Powrót do Neapolu był bardzo szybki, ponieważ po "Skorpionie" od razu sięgnęłam po "Prawniczkę". Wsiąkłam w świat mafii i nie mogłam postąpić inaczej. Pióro autorki jest lekkie, research w przypadku obu tomów świetny i naprawdę podziwiam talent Anny Falatyn.
Łatwo u Was zdobyć zaufanie?
Życie pokazuje, że na zaufanie trzeba długo pracować, by przejść próbę czasu i móc powierzyć swoje sekrety czy uczucia do drugiej osoby. Za to w przeciągu jednej sekundy można je łatwo stracić. Z zaufaniem trzeba obchodzić się jak z jajkiem, pielęgnować je, ponieważ jedno małe pęknięcie może już zaważyć na ufności wobec partnera, przyjaciela...
Lisa nadal szuka informacji, które pozwolą jej dojść do prawdy, nad czym pracował jej ojciec i co się tak naprawdę z nim stało. U Jamesa postępują zmiany, które pomału stają się widocznie, co nie jest bezpieczne dla jego interesów i życia jego oraz bliskich.
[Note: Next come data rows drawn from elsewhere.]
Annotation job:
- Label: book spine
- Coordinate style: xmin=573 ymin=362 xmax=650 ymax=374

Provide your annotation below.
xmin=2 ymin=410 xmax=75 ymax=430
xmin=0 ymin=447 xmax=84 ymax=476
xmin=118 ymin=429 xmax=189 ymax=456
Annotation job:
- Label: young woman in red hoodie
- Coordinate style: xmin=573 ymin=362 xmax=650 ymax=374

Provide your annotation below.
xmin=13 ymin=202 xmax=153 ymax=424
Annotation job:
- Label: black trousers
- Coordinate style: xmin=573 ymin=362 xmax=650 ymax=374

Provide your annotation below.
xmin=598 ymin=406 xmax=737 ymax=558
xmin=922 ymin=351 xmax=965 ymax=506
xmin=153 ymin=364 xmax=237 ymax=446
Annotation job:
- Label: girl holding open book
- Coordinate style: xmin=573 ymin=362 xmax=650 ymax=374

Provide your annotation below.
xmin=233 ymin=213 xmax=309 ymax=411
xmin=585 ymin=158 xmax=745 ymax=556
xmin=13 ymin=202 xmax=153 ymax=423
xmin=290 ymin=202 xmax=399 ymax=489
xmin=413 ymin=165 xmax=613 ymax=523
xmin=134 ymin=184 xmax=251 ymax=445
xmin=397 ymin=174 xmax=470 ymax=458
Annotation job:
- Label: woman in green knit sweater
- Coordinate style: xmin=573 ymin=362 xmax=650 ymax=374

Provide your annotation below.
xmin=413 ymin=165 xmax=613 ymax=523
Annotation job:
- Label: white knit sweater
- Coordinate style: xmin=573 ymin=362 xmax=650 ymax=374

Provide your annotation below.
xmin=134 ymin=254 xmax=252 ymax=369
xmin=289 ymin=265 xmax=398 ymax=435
"Prawniczka" od samego początku trzyma w napięciu, więc emocji nie brakuje. Z niecierpliwością czytałam kolejne strony głodna wiedzy, jak potoczą się dalsze losy bohaterów. Camorra nie daje o sobie zapomnieć i mimo kiełkującej relacji Lisy i Jamesa, nie brakuje tu potyczek w świecie mafii. Autorka ponownie oprowadza nas po Neapolu i jego okolicach, a broń, strach o życie i handel nam w tym towarzyszą.
Wiele się dzieje, akcja nie zwalnia tempa i już wyczekuję chwili, kiedy sięgnę po "Zdrajcę"! Anna Falatyn stworzyła naprawdę mieszankę wybuchową w...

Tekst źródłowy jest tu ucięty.